Research paper checklist
Guidelines and tips for papers
A research paper is not an essay!
Personal opinions don’t have a place
Sources should be primarily academic (peer-reviewed journals, working papers, etc.), maybe some non-academic sources for motivation only
Divide your paper into labeled sections
Present tense when describing what people find and what you find.
First-person active voice! (I estimate a regression, NOT “A regression is estimated”)
Single-authored paper first person singular, “I.” (You’re not the queen!)
Joint-authored paper first person plural, “we.”
Don’t believe me? Check out any economics paper published in the past 20 years. There’s some variation in I vs. we, but all use active voice.
Writing "In this paper we will..." in a sole-authored paper pic.twitter.com/gOgny6msS5
— Monica Alexander (@monjalexander) April 15, 2022
Introduction
States your research question clearly
Explains what economic theory says about the potential answers to your questions, and/or defines clear hypotheses that you test
Describes why your topic is important
Describes what you do
Describes what you find
Describe how it contributes
Reader can infer all main points of paper just from introduction
Motivation/Literature Review
At the back of your mind, when motivating your paper, ask “what is the link to economics”?
If studying discrimination, what does economic theory tell us about why discrimination exists/persists
If studying stock market returns, what do economic models tell us about our ability to predict returns?
Includes papers that have answered your research question (or similar research question)
Research results described in present tense (“Smith finds,” not “Smith found”)
Papers linked clearly to their contribution (as relates to your research question)
Methodology, data, and empirical specification
Data source described and cited
Population model written out (you can use the Equation Editor in Word)
Use proper equation notation (betas, u, etc)
Use appropriate subscripts (i, t, y, etc)
All relevant variables explained/defined
Use “real names” to describe variables when possible (ie use female for women, not w1)
Don’t forget the error term!
Describe your methodology. Are you estimating a model using OLS? If so, say so.
Correct standard errors: robust? Clustered? Something else?
Please enjoy this empirical specification handout!
Results
When using categorical/dummy variables, what is your omitted category? Make sure you know and that it’s clear.

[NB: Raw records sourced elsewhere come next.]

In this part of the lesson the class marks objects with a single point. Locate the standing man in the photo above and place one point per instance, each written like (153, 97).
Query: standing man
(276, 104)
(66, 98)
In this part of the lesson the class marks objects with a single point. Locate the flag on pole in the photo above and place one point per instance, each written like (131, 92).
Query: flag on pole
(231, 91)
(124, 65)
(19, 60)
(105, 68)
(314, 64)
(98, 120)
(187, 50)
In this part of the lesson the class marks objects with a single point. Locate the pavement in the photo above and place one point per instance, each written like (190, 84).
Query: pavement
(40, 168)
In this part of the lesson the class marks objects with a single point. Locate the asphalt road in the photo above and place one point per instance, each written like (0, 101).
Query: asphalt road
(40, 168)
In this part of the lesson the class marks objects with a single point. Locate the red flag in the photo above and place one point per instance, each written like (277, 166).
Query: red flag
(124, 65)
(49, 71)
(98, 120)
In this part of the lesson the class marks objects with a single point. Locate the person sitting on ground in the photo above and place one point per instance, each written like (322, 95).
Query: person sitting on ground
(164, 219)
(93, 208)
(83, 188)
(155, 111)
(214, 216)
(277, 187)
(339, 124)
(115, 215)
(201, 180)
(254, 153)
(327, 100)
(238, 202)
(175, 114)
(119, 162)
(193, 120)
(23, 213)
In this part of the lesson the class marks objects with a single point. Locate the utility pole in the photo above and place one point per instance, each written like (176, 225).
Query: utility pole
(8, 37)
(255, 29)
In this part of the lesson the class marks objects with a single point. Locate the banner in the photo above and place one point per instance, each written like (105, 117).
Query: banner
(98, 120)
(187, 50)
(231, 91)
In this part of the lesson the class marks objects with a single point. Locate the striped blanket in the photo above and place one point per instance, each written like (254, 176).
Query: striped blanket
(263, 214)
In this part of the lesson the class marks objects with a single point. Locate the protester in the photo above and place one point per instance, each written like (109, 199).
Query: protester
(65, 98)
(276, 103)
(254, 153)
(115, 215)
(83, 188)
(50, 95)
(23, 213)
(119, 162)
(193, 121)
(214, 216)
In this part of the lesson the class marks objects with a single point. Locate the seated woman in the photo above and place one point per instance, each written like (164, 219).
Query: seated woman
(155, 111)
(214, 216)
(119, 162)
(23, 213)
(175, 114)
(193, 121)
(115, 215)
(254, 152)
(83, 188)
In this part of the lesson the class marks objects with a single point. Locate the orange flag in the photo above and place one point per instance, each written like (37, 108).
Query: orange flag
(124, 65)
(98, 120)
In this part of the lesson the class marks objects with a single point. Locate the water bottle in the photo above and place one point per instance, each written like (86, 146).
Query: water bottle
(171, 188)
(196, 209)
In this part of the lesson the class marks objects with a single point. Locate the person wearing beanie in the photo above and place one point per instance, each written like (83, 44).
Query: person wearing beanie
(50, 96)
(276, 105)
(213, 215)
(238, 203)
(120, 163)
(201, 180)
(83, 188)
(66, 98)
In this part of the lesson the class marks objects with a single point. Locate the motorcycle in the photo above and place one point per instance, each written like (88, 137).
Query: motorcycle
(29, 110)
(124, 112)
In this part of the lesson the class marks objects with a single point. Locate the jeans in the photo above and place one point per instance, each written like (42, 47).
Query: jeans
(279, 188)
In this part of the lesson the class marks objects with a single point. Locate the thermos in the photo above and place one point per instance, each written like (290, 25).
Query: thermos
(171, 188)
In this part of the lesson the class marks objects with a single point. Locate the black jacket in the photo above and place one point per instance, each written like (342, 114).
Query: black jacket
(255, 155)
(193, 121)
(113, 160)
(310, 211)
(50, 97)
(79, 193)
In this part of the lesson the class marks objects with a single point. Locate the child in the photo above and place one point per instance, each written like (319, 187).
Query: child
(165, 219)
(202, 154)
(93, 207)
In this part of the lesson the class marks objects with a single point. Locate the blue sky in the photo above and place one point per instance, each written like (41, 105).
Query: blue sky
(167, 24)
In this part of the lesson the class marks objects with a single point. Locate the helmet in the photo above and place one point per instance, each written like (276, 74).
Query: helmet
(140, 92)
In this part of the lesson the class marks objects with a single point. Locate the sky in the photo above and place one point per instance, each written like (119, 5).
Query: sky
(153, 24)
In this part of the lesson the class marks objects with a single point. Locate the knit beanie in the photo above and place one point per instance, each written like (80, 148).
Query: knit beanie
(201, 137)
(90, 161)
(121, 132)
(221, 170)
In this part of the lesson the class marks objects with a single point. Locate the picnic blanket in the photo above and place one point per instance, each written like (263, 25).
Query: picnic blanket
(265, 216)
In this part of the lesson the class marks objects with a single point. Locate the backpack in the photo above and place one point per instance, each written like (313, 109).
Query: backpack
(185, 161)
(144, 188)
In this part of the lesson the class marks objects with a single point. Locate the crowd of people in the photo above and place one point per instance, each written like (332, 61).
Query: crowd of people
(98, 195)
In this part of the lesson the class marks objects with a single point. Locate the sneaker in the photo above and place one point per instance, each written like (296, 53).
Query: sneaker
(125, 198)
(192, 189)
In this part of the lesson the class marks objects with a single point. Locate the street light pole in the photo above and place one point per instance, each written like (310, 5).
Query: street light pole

What are the units of your measures?
- Is that percent or percentage points?
In most contexts, about 3 places past the decimal point is right, but it depends on the magnitudes. If you really want to be precise, set and stick to a reasonable number of significant digits. There’s no place for a number like 0.05403823 or 0.0000000 in your tables.
Tables and Figures
Tables should be properly formatted. That is, they should be made in Excel (or LaTeX) and NEVER copied and pasted out of Stata
Variables should be described using real words. Ie, “number of children,” not “numchld.”
Tables and figures should be numbered (Table 1, Table 2, etc… Figure 1, Figure 2, etc.) and should also be given a title. Refer to tables by their numbers in the text.
Working with data
If you’re working with people
What is the age range you want in your sample?
What years of data do you need?
If in the US, do you want citizens, or do you also want to include immigrants?
If dealing with labor force variables, do you want all people of working age, all those who are in the labor force, or all who are employed?